For Prelims: Location of Gabon and its neighbours, Coup in Niger (2023).

For Mains: Effect of Policies and Politics of Countries on India's Interest, How Coup Affects the socio-economic fabric of a nation.

Source: TH

Why in News?

Gabon, a Central African nation, rich in oil but plagued by poverty and political instability, has witnessed another coup attempt by a group of mutinous soldiers who claimed to have seized power and placed the President of the country under house arrest.

  • Coup attempt took place due to allegations of election fraud and corruption against Gabon's President Ali Bongo Ondimba, reflecting the growing discontent within the nation.

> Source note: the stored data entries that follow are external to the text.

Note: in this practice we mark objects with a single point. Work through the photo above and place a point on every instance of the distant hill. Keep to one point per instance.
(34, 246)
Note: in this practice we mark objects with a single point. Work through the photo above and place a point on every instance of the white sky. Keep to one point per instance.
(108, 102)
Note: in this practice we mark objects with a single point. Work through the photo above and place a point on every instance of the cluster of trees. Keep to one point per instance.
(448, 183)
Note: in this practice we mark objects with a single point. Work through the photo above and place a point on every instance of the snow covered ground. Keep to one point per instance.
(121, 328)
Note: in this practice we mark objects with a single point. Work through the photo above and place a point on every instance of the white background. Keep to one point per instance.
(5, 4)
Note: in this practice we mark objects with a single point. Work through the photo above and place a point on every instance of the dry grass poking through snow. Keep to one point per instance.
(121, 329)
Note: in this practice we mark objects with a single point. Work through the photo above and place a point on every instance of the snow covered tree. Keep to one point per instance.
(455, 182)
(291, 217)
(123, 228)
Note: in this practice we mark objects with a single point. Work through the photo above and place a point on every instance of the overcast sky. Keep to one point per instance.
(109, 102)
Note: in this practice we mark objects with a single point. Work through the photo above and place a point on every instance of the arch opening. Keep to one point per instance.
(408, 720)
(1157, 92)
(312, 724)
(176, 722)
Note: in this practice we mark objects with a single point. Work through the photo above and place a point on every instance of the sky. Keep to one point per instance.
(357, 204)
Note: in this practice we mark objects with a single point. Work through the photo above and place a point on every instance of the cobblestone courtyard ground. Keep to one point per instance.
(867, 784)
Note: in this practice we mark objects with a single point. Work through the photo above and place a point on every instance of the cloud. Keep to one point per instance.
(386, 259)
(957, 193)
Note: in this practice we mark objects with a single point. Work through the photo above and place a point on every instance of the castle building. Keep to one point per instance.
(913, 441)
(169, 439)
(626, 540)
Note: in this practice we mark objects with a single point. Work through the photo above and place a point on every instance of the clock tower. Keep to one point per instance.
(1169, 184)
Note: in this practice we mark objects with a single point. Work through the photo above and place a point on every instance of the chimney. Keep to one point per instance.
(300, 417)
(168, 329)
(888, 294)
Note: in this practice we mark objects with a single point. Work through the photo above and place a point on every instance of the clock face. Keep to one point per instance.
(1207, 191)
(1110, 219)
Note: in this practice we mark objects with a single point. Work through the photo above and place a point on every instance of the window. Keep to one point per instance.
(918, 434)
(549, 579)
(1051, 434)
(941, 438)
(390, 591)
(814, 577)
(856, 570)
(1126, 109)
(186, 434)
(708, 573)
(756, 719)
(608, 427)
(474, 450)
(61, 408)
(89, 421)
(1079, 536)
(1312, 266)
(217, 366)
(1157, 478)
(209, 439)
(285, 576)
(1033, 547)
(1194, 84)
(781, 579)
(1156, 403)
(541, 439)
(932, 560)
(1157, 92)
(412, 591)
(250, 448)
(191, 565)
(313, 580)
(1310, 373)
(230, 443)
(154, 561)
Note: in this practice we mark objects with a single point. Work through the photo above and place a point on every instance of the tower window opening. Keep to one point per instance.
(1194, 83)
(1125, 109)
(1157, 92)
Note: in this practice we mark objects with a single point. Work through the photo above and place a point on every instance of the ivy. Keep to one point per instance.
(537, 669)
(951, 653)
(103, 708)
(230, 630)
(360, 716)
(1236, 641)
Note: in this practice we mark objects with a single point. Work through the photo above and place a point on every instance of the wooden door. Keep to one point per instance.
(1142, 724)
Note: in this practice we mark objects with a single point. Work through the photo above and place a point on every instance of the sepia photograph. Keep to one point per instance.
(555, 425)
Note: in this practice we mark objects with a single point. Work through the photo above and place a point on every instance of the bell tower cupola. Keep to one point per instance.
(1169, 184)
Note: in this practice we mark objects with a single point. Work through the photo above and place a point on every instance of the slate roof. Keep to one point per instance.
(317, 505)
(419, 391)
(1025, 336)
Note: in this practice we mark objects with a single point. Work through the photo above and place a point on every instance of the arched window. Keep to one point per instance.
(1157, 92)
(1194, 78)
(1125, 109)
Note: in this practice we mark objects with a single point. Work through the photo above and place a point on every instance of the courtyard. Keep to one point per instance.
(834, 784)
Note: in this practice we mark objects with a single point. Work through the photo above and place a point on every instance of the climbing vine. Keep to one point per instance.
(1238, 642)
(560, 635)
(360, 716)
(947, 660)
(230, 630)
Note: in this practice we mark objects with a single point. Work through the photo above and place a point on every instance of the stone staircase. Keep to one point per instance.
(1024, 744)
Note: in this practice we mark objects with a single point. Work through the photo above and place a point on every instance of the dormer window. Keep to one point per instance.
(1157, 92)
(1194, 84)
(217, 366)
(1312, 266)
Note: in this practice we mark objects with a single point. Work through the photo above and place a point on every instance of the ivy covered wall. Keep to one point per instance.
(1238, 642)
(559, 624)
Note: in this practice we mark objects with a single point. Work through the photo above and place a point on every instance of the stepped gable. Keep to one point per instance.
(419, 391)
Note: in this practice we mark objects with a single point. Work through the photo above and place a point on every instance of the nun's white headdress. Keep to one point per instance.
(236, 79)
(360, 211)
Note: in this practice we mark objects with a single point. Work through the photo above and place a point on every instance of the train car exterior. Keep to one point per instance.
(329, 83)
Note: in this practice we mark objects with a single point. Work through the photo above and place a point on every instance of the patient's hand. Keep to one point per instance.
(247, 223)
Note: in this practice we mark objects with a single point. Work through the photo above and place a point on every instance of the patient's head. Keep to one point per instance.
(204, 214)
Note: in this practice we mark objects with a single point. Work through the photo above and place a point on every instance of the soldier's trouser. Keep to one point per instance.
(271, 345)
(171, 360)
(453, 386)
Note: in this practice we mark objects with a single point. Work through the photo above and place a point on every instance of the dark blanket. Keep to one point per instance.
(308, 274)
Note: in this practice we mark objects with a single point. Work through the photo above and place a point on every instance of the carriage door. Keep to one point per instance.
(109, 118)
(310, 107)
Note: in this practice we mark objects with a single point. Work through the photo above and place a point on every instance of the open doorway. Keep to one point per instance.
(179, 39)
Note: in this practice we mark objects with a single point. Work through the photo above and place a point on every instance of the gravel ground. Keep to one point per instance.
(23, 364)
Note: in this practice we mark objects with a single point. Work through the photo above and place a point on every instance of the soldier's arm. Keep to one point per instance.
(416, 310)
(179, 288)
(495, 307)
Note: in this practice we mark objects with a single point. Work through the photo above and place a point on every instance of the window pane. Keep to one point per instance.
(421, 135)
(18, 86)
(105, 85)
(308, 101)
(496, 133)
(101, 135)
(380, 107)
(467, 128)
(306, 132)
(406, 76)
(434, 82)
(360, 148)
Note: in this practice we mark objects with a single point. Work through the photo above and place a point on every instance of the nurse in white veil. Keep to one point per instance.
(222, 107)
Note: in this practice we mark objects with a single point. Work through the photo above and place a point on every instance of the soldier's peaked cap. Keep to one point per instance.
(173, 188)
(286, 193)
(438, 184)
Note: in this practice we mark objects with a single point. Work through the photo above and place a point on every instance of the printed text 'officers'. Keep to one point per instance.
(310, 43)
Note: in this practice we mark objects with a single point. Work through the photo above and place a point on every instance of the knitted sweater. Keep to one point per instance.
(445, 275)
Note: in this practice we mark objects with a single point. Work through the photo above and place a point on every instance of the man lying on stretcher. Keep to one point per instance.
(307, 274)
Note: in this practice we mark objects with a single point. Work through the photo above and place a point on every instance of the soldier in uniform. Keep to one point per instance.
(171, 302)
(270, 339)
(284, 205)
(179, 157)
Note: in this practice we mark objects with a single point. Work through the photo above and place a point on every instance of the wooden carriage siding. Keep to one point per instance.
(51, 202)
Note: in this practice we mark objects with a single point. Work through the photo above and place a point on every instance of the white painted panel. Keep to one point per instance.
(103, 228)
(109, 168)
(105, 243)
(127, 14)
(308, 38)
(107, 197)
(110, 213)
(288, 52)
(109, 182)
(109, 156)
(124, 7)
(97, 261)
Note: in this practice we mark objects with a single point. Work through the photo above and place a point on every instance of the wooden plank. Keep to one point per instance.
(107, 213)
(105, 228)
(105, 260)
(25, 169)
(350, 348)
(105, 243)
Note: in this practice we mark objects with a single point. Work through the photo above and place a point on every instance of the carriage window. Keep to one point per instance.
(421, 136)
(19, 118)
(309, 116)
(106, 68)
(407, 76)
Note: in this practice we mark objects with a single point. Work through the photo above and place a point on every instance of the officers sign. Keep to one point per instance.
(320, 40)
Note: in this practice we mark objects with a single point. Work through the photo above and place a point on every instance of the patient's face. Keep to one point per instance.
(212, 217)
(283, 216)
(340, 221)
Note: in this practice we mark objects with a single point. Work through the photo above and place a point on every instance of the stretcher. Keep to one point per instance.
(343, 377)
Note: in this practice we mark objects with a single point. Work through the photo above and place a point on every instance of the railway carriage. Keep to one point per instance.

What are the Key Points About Gabon?

  • Geography:
    • Gabon, a country surrounded by the Atlantic Ocean in the west, is a former French colony, and retains strong ties to France and French language and culture. The capital is Libreville.
    • It shares land borders with Cameroon, Equatorial Guinea, and the Republic of Congo.
    • Gabon has a population of 2.3 million (2021) and forests covering 88% of its territory.
    • Gabon is widely described as ‘Africa’s last Eden’, the Loango National Park is one of the country’s best wildlife-watching spots.

  • Urbanisation:
    • Gabon has one of the highest urbanisation rates in Africa with more than four in five Gabonese citizens living in cities.
  • Gabon's Economy:
    • Gabon is the 4th largest oil producer in Sub-Saharan Africa.
    • Strong economic growth over the past decade was driven mainly by oil and manganese production.
    • In 2020, the oil sector accounted for 38.5% of Gross Domestic Product (GDP) and 70.5% of exports despite efforts to diversify the economy.
    • Gabon is a member of the Organization of the Petroleum Exporting Countries (OPEC), but its oil wealth is concentrated in the hands of a few — and nearly 40% of Gabonese aged 15 to 24 were out of work in 2020, according to the World Bank.